По JWT:
Я не куки-диссидент, но многие плюсы стандартного подхода к выпуску и управлению сессиями верны в большинстве своём только в вебе, когда есть клиент в виде браузера. А что делать в случае необходимости делегирования выпуска токенов или с2с взаимодействии, типо JWT имеет место быть. Да есть риски, но и в стандартном подходе их хоть отбавляй, в чем разница тогда? Или я не верно понял посыл?
По паролям:
Ты привёл в качестве примера отказа от паролей медиум, где ссылка приходит на имейл, но это же по сути просто переложение ответсвенности в борьбе за устойчивость к проблемам с паролями. И в такой ситуации мы должны оценивать доверие к сервису, например, в случае банковского приложения мы не можем себе такого позволить, доверять кому то.

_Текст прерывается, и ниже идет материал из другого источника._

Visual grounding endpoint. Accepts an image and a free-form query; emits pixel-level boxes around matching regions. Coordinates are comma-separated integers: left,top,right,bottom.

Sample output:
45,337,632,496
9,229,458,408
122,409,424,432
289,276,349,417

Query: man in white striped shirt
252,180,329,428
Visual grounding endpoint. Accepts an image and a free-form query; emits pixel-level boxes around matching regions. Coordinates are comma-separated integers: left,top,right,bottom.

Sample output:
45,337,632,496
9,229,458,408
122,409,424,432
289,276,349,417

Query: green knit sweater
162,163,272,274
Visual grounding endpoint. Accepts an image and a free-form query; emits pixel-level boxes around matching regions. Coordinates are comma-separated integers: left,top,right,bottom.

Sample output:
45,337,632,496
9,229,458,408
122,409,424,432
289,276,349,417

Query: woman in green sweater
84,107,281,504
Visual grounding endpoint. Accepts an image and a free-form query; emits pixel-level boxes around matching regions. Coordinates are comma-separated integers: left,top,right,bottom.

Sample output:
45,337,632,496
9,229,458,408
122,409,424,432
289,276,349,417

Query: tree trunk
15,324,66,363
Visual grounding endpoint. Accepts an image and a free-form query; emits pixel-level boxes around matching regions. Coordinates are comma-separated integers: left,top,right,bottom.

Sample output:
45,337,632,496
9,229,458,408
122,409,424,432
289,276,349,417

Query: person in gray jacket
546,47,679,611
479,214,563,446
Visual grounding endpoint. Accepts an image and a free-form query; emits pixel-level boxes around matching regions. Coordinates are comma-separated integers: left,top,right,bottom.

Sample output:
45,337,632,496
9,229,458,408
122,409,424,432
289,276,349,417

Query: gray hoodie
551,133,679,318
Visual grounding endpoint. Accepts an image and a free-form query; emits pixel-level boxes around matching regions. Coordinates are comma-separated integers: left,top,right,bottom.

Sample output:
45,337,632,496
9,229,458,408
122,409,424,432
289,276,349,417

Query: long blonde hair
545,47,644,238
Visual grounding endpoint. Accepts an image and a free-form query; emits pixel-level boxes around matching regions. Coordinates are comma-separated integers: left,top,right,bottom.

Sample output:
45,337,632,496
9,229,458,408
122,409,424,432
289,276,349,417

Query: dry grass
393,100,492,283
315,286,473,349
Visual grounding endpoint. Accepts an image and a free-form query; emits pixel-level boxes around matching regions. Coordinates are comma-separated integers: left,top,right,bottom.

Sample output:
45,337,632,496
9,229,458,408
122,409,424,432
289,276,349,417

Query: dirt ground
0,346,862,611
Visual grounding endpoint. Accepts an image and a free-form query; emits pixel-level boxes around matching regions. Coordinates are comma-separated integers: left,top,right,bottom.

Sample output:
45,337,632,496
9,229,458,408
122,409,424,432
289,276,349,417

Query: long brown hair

И второй пример был с ОТП в смс, тут тоже есть нюансы. Они очень удобны да, но в основном для мобилы, а есть приложения, которые никогда не уйдут в мобилу из за своей специфики, тот же github или gitlab, более того как быть с 2фа, навешивать гугл актентификатор?
Но даже если это мобила, то как в случае локального пина обеспечить корректный его сброс, ведь по сути пин становится бесполезным, поскольку можно всегда его скинуть и зайти через ОТП из смс.
Я опять же не топлю за пароли, но как мне кажется, пока далеко не каждый сервис готов выкинуть пароль, либо выкинуть его и мириться с рисками кражи устройства/быстрого доступа к нему
Плюс надо ещё бороться с бесконтрольной отправкой ОТП на разные номера, тоже интересный вопрос как это сделать правильно?
Спасибо за вопросы, я очень ждал подобных!
По JWT: да, все так - я говорил именно про веб и браузеры как клиенты. Имхо, часто для с2с stateless (jwt) это ок, ведь там нет многих проблем - типа смены пароля и отзыва сессий и можно делать короткоживующие токены, плюс это дает работать некоторое время в оффлайне, например когда “моргает” сеть
По паролям: в банках пароль всегда останется, так как в банках всегда должна быть 2ф, а значит и мнемонический фактор для входа (пароль или пин, или доступ к устройству с секретным ключом). Финтех - это узкая сфера приложений, мой доклад был больше про типичные приложения, которых большинство. И для них нам действительно лучше полагаться на то, что большинство юзеров использует топ 3-5 популярных почтовых сервисов, которые уже собаку съели на брутфорсе паролей, cred stuffing и т.п., а создаваемыый сервис - нет (и это скорее всгео так и есть)
Про отп на мобилы - полный доступ к физическому устройству чаще всего gameover, можно и почту с него почитать.